Chi conosce la difesa personale sa che per avere la massima efficacia in un colpo, deve andare a bersaglio su alcune zone sensibili del corpo umano.

Molte scuole di arti marziali hanno custodito per secoli le loro scoperte sui Kyusho (punti vitali del corpo umano) che, se eseguiti con precisione e con la giusta pressione possono provocare dolore, temporanea paralisi, perdita di coscienza, lesioni permanenti o morte.

I punti vitali sono collocati lungo dei percorsi energetici chiamati meridiani, nei quali scorre energia chiamata “Ki” (vedi immagine sottostante).
punti vitali

In linea generale, possiamo suddividere le zone sensibili presenti nel corpo umano in due grandi gruppi:

ZONE INCAPACITANTI → occhi, gola, nuca, naso, organi interni, reni e genitali.

ZONE POTENZIALMENTE MORTALI → cuore, polmoni, cervello e parte del midollo spinale.

Questi ultimi (cervello e midollo) protetti dal sistema scheletrico, ma sensibili a stimoli indiretti, possono provocare emorragie periferiche che impediscono l’afflusso di sangue ad essi.

Osserviamo ad esempio cosa accade al corpo umano quando vengono colpiti due punti vitali di estrema importanza:

OCCHI → Colpire gli occhi è efficace perché le cornee sono vulnerabili ad attacchi di qualsiasi natura e l’osso posteriore ad esse (lo sfenoide) è estremamente sottile, quindi incapace di creare una vera barriera al raggiungimento del cervello.

occhi

GOLA → Percuotere la carotide può causare svenimento o la rottura delle prime vertebre del collo.

gola

Bisogna tenere comunque in considerazione che colpire un bersaglio con precisione non è così semplice come possa sembrare.

Se ad esempio andiamo ad analizzare il pugno diretto (cross), colpendo in maniera non corretta si possono causare delle lesioni molto serie, non solo per un neofita, ma anche un praticante esperto.

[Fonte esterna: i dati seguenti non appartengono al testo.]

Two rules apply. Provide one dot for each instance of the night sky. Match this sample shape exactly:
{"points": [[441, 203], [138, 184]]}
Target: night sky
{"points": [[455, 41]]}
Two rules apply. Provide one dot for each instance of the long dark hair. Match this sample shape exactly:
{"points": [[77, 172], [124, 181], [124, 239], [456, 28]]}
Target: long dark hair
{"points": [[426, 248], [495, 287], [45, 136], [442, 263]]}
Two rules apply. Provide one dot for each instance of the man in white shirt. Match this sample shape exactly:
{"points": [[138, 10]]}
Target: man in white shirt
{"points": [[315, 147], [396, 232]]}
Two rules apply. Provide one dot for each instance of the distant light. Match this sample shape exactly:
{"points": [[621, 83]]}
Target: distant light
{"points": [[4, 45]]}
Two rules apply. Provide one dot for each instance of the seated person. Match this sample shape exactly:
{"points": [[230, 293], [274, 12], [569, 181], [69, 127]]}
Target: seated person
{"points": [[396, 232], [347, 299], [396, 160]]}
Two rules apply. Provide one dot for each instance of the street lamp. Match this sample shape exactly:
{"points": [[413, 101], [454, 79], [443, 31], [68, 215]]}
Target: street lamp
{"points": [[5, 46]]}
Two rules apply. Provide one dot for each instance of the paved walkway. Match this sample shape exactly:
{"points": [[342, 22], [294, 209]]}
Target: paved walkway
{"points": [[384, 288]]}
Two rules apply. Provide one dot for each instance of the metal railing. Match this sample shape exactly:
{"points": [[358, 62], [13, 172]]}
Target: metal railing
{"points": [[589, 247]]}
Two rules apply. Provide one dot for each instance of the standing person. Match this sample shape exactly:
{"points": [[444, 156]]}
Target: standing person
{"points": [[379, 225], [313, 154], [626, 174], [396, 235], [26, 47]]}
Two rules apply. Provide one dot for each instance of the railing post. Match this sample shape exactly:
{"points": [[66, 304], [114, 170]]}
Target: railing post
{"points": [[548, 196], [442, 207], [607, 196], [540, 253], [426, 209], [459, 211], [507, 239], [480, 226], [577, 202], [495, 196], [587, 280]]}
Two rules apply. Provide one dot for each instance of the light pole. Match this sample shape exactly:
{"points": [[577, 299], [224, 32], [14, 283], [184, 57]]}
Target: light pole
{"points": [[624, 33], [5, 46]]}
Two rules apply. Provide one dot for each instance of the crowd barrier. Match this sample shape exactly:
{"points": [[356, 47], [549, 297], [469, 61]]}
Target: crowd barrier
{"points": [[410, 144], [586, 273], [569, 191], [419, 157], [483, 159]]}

Colpire con forza un sacco o un pao, non sarà mai la stessa cosa rispetto a colpire senza protezioni per polsi o mani un bersaglio più duro come la testa.

diretto

Nell’immagine sottostante vediamo un esempio di frattura del metacarpo, successiva ad un errato colpo di mano.

frattura

Un efficace alternativa che può essere attuata per evitare questo inconveniente, è rappresentata dal pugno a martello del Krav Maga.

pugno martello

Ricordiamo che il nostro sistema insegna a difendersi nella maniera più semplice e nel minor tempo possibile, infatti colpire con questa tecnica può darci diversi vantaggi:

  • sviluppare maggior forza poiché il colpo segue una direzione di tipo discendente;
  • non necessita di una distanza ben precisa, ma può essere sferrato anche a corta distanza;
  • non richiede eccessiva precisione durante il colpo perché utilizza un ampiezza di movimento molto ampia (avambraccio e mano);
  • diminuisce il rischio di infortuni alla mano (la parte che colpisce sarà una componente muscolare e non ossea).